[GitHub] [drill] paul-rogers opened a new pull request #1988: DRILL-7590: Refactor plugin registry

GitBox Mon, 17 Feb 2020 22:21:13 -0800

paul-rogers opened a new pull request #1988: DRILL-7590: Refactor plugin 
registry
URL: https://github.com/apache/drill/pull/1988
 
 
   Performs a thorough "spring cleaning" of the storage plugin registry to 
prepare it to add a proper plugin API.
   
   This is a complex PR with lots going on.
   
   The plugin registry connects configurations, stored in ZK, with 
implementations, which are Java classes. The registry handles a large number of 
tasks including:
   
   * Populating "bootstrap" plugin configurations and handling upgrades.
   * Reading from, and writing to, the persistent store in ZK.
   * Handling "normal" (configured) plugins and special system plugins (which 
have no configuration.)
   * Handle format plugins which are always associated with the DFS storage 
plugin.
   * Handle "ephemeral" plugins which correspond to configs not stored in the 
registry.
   * And so on.
   
   The code has grown overly complex. As we look to add a new, cleaner plugin 
mechanism, we will start by cleaning up what we have to allow the new mechanism 
to be one of many.
   
   ## Terminology
   
   There is no more confusing term in Drill than "plugin." That single term can 
mean:
   
   * The stored JSON definition for a plugin config. (What we see in the web 
console.)
   * The config object which holds the configuation.
   * The storage plugin instance with the config attached.
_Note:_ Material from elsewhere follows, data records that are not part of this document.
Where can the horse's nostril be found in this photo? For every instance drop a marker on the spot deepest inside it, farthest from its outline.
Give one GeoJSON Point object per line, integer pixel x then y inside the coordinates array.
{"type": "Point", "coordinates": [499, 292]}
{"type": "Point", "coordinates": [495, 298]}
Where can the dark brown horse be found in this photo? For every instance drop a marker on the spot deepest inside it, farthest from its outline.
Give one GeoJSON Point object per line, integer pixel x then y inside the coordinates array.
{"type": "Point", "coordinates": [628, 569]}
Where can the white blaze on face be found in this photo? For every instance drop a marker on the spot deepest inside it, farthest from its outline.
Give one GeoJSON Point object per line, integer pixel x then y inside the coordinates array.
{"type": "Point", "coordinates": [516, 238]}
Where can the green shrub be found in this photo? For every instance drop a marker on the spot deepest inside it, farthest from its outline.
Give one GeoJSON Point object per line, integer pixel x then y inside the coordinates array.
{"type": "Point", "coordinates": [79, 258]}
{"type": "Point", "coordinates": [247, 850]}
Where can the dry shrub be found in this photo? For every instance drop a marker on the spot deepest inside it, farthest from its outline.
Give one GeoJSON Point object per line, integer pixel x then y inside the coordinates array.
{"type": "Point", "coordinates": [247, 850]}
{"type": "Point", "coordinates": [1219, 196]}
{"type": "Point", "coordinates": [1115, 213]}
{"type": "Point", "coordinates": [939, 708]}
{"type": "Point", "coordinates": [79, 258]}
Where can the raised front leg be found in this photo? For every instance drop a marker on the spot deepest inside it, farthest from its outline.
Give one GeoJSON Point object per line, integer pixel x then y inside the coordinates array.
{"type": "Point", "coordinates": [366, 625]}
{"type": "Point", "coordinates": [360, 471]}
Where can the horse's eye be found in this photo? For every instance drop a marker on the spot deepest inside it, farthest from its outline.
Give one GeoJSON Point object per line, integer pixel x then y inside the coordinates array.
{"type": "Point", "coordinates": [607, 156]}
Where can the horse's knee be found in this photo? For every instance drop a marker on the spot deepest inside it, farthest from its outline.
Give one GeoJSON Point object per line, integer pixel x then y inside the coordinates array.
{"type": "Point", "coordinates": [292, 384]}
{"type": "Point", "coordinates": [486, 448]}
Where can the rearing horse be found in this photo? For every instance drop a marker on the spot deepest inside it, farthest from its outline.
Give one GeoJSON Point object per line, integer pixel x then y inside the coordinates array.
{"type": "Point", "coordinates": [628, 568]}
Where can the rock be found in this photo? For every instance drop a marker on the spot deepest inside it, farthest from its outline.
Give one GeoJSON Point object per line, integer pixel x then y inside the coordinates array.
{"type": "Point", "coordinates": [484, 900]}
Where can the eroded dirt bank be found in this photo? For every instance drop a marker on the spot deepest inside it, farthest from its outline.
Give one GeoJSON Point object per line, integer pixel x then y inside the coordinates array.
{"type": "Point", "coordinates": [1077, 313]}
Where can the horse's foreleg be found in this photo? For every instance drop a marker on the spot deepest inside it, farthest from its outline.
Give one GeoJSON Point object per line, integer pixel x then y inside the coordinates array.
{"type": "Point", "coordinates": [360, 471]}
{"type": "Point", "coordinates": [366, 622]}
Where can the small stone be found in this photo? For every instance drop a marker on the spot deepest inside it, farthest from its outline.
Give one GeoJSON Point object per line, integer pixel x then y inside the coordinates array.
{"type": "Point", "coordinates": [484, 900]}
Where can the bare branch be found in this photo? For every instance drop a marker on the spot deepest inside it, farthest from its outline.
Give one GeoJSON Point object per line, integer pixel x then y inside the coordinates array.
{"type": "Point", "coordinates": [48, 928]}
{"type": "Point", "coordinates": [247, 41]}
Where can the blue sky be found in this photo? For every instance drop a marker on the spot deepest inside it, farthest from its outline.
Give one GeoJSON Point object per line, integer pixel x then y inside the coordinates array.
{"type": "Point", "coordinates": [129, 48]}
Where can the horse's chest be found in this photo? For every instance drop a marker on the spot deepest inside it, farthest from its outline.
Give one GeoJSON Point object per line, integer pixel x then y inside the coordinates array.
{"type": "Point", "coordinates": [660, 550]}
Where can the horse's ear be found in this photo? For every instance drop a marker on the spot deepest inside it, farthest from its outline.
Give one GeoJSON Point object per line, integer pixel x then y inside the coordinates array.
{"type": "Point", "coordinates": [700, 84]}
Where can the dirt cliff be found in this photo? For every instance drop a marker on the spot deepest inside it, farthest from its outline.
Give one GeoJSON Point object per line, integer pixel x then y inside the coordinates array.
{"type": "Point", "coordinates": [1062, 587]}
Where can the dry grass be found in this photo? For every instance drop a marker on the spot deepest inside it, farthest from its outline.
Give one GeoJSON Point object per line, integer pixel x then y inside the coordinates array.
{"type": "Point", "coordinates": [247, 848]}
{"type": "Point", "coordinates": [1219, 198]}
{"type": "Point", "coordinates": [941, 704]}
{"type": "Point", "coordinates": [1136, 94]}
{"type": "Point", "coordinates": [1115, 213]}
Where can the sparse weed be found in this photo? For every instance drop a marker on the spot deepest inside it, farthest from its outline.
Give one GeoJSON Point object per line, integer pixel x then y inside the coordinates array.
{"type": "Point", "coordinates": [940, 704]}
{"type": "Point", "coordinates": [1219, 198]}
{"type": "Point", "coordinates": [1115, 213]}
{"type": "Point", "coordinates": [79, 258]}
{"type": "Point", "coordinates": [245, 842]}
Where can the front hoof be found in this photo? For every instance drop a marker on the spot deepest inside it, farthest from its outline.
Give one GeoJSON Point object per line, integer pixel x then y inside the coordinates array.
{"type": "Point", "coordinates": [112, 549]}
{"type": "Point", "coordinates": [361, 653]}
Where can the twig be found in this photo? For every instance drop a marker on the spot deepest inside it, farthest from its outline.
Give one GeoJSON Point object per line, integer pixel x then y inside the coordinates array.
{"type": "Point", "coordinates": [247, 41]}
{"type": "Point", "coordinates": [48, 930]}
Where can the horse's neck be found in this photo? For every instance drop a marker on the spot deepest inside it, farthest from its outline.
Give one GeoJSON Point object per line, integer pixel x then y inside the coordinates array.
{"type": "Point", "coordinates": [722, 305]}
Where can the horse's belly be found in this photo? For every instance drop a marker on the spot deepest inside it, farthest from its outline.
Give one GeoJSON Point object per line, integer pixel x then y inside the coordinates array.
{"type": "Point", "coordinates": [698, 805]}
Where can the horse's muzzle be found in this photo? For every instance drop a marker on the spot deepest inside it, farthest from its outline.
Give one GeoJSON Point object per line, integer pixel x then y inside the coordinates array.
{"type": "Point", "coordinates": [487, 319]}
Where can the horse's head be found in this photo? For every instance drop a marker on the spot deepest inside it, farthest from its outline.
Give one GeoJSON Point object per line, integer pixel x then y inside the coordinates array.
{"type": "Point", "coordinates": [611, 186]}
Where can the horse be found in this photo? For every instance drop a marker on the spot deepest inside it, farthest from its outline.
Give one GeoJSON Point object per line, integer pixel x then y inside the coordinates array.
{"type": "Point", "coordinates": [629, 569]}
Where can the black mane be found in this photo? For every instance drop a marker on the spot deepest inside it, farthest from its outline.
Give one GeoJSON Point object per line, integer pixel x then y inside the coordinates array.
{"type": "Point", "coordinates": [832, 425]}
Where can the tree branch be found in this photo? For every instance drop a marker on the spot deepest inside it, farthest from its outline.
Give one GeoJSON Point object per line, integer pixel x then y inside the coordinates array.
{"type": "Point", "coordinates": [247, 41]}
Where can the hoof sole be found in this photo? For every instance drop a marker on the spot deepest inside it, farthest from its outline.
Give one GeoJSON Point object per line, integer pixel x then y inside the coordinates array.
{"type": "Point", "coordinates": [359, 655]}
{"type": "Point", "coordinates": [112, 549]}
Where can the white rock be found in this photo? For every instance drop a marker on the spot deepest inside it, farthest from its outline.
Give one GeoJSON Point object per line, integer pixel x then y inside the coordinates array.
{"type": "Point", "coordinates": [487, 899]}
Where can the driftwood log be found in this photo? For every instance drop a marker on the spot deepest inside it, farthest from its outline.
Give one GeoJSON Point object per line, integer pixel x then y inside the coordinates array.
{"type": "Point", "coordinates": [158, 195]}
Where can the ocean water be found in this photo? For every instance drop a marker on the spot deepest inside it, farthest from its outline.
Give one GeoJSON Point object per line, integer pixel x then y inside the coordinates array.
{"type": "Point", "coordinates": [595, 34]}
This is the 
functional aspect
     of a plugin.
   * The storage plugin class itself.
   
   To make the following discussion clearer, we redefine terms as:
   
   * *Connector*: the storage plugin class (which needs a config to be useful)
   * *Plugin*: the configuration of a plugin in any of its three forms: JSON, 
config-only or as part
     of a connector + config pair.
   
   ## Standard and System Connectors
   
   The registry class handled many tasks itself, making the code hard to 
follow. The first task is to split apart responsibilities into separate 
classses.
   
   The registry handles two kinds of plugins at present:
   
   * "Classic" plugins are those defined by a `StoragePluginConfig` subclass 
and a `StoragePlugin` subclass
   with a specific constructor. Their configs are persistently stored in ZK. 
That is, the storage plugins most of us think about.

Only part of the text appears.